I released my second collection in late January. Despite plenty of ambivalence about the book itself, that failed to diminish my respect for the kindness of those authors who provided blurbs, shared it on social media, and mentioned the title as something worth reading in 2020. Nobody owed me anything, I don’t know any of them in real life, and few had even heard of my writing. I’m grateful they took the time to comment, shout out, and generally support a small press writer whose anonymity is assured. I’m relieved a handful found something of interest in the collection. I’m way outside of the loop and don’t know any writers or publishers personally. My general impression is that the writing community isn’t particularly inviting, if any meaningful community even exists. Having said that, I emphatically thank those who supported my book in various selfless ways.

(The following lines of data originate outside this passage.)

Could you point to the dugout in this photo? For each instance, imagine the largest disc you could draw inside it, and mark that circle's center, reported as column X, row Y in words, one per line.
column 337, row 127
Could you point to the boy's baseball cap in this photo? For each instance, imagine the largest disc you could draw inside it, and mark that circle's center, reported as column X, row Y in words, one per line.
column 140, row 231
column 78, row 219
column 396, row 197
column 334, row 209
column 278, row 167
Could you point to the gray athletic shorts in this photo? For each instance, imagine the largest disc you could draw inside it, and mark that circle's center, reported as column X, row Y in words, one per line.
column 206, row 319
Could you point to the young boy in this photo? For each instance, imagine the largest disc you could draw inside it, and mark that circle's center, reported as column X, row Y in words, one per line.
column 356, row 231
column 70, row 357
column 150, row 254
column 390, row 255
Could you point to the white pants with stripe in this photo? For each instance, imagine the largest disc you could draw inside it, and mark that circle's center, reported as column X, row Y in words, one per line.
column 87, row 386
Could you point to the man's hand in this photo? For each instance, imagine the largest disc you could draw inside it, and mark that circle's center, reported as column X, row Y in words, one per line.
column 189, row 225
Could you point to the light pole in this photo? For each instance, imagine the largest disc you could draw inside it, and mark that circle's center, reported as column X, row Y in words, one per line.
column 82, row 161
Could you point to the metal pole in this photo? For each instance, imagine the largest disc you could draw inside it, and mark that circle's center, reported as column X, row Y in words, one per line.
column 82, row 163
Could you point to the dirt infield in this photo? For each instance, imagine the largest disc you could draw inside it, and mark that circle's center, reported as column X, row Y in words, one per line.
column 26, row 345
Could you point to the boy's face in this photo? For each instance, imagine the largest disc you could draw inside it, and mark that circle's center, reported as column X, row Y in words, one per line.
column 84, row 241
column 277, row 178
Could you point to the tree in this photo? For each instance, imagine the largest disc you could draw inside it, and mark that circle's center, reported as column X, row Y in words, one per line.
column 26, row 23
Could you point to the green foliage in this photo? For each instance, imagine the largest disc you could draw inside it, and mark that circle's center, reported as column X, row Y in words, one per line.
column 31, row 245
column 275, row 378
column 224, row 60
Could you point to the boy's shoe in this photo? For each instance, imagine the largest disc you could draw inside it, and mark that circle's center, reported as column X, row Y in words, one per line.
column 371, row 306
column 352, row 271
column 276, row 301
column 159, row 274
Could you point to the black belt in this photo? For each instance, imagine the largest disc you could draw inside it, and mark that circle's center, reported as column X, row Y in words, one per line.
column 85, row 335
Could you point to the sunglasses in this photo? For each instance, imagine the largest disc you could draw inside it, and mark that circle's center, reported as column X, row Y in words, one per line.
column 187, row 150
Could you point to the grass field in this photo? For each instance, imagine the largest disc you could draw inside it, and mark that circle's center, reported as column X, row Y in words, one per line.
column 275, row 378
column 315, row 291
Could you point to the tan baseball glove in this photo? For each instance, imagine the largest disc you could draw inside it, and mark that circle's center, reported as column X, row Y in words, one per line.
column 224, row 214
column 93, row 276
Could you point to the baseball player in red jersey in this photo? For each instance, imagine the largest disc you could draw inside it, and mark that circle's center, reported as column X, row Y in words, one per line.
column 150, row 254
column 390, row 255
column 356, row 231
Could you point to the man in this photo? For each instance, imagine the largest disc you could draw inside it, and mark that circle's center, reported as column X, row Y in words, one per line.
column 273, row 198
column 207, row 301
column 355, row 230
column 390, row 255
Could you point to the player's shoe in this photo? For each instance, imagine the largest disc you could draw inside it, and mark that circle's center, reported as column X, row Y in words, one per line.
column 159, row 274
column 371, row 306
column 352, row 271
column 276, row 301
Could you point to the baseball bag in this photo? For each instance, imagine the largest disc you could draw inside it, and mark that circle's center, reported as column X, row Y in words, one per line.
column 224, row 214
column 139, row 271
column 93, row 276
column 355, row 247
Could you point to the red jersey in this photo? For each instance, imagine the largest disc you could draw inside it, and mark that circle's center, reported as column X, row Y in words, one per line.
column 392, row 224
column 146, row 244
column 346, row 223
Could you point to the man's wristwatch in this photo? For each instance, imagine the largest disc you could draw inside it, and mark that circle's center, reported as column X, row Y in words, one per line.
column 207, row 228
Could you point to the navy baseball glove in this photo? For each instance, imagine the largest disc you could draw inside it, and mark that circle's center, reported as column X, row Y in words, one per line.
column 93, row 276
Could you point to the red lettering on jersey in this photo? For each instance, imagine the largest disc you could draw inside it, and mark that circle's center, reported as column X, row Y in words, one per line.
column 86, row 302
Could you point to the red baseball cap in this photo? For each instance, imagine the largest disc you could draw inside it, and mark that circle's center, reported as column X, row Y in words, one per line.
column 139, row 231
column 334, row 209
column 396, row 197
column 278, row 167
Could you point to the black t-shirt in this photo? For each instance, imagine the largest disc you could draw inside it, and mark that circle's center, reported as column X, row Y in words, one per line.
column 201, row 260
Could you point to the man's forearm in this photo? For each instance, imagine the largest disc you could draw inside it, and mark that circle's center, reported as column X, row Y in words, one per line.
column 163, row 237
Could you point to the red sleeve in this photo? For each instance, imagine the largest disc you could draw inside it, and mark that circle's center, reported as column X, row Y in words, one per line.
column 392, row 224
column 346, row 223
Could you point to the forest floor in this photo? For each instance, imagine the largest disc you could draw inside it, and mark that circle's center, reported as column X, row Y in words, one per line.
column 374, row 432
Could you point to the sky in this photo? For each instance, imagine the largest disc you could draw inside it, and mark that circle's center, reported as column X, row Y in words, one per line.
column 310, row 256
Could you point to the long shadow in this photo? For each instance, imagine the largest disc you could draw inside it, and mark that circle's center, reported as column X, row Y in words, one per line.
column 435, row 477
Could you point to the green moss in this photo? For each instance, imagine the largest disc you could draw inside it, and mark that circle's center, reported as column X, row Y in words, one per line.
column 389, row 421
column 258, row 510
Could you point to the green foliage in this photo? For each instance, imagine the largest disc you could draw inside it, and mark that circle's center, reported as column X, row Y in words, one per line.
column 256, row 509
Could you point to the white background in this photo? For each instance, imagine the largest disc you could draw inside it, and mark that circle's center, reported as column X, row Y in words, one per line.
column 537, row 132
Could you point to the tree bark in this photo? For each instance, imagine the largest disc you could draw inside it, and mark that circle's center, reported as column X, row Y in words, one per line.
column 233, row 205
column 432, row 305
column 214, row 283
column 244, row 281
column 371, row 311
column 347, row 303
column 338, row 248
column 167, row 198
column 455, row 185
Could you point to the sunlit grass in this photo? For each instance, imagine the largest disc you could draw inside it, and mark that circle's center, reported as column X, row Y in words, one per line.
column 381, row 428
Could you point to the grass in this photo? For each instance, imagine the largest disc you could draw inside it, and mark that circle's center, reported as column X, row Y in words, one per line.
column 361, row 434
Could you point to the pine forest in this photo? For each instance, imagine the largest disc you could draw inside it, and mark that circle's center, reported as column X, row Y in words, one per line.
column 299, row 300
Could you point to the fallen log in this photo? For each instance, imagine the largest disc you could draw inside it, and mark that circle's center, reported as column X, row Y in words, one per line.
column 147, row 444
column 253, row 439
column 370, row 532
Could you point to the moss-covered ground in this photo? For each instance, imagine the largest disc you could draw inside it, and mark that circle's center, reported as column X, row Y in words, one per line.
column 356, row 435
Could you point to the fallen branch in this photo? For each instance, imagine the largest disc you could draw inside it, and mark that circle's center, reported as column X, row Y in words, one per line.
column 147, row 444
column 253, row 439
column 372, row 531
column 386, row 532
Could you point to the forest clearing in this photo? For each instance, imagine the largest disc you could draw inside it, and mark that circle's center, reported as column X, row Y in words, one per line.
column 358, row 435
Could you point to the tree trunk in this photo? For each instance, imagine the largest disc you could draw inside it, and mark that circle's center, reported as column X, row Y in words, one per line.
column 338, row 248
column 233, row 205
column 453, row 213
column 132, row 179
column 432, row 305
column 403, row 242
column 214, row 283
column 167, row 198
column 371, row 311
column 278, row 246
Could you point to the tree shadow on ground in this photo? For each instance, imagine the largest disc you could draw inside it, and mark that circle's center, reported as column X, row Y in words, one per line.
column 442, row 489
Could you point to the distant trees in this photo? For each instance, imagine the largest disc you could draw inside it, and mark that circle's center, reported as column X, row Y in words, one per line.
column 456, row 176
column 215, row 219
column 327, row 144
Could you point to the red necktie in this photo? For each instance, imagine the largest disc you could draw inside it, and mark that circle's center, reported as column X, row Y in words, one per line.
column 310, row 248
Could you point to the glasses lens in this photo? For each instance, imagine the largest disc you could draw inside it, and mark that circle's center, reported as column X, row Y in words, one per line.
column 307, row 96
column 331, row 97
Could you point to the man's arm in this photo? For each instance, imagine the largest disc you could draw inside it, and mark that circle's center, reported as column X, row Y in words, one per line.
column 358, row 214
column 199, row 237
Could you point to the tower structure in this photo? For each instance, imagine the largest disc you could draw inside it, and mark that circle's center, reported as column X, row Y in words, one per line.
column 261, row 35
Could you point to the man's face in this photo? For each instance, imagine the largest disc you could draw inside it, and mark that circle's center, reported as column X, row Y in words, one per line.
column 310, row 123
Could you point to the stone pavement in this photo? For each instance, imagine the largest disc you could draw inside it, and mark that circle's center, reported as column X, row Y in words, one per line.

First, and most importantly, many, many thanks to Kristine Ong Muslim. Having a writer as accomplished as her contribute 3,000 words give or take was an absolute highlight in the last 12 months. At the risk of sounding like a fawning fan, she’s simply the best writer around. Finding her slim volume Age of Blight while reading up on speculative fiction from the Philippines was a revelatory experience as potent as my first discovering Octavia Butler, Thomas Ligotti, or Ervin Krause. Her intro’ for my book is a pearl in a literary compost heap. It’s the best thing in the collection.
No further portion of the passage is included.